Capitol BldgMy recent item on immigration, dissenting from conservative alarm on the subject, has riled a number of readers, probably including many who haven’t written to say so. I should add a few clarifications.

Since writing that piece (a hasty last-minute substitution, by the way, for another item that had to be pulled), I’ve done further reading and thinking on the subject, and I can see why some of you think I was too sanguine. I remain open to persuasion.

First, I in no way endorse current U.S. immigration policy; I agree that it’s disastrous, flooding us with problems that are bound to get worse. More on this in a moment.

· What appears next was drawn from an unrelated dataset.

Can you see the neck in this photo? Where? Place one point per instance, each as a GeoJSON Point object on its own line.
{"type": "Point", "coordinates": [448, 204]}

I don’t deny that immigrants themselves can be annoying and worse, though my own ample experience of them has been happy. I haven’t run into the youth gangs and organized crime that some of them have brought to parts of the United States.

Pat Buchanan is among the most famous of those who favor restrictions on immigration, and his recent book The Death of the West is, in my view, indispensable reading. But I do have one reservation about it. Pat shows, with powerful evidence, that government policies, here and in Europe, have systematically undermined the Christian peoples and their culture for the last generation. Yet he persists in thinking these same governments can be brought to cure the evils they have created.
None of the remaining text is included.